Permeation‐enhancing effects of chitosan formulations on recombinant hirudin‐2 by nasal delivery in vitro and in vivo

Aim: To investigate the enhancing effects of chitosan with or without enhancers on nasal recombinant hirudin‐2 (rHV2) delivery in vitro and in vivo , and to evaluate the ciliotoxicity of these formulations. Methods: The permeation‐enhancing effect of various chitosan formulations was estimated by using the permeation coefficient of fluorescein isothiocyanate recombinant hirudin‐2 (FITC‐rHV2) across the excited rabbit nasal epithelium in vitro . The effect was further evaluated by measuring the blood concentration level after nasal absorption of FITC‐rHV2 in rats. The mucosal ciliotoxicity of different formulations was evaluated with an in situ toad palate model. Results: Chitosan at a concentration of 0.5% with or without various enhancers significantly increased the permeability coefficient (P) and relative bioavailability (Fr) of FITC‐rHV2 compared with the blank control.
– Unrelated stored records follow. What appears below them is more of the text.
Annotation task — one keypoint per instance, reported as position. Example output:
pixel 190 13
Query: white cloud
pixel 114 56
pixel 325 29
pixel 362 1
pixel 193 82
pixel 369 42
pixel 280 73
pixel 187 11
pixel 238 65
The addition of 1% sodium dodecylsulfate, 5%Brij35, 5%Tween80, 1.5% menthol, 1% glycyrrhizic acid monoammonium salt (GAM) or 4% Azone into the 0.5% chitosan solution resulted in a further increase in absorption (P<0.05) compared with 0.5% chitosan alone. But co‐administration of chitosan with 5% hydroxyl‐propyl‐beta‐cyclodextrin(HP‐β‐CD), 5%lecithin or 0.1% ethylenediamine tetraacetic acid (EDTA) was not more effective than using the 0.5% chitosan solution alone. Chitosan alone and with 5% HP‐β‐CD, 0.1% EDTA, 1% GAM or 5%Tween80 was relatively less ciliotoxic. Conclusion: Chitosan with or without some enhancers was able to effectively promote the nasal absorption of recombinant hirudin, while not resulting in severe mucosal ciliotoxicity. A chitosan formulation system would be a useful approach for the nasal delivery of recombinant hirudin.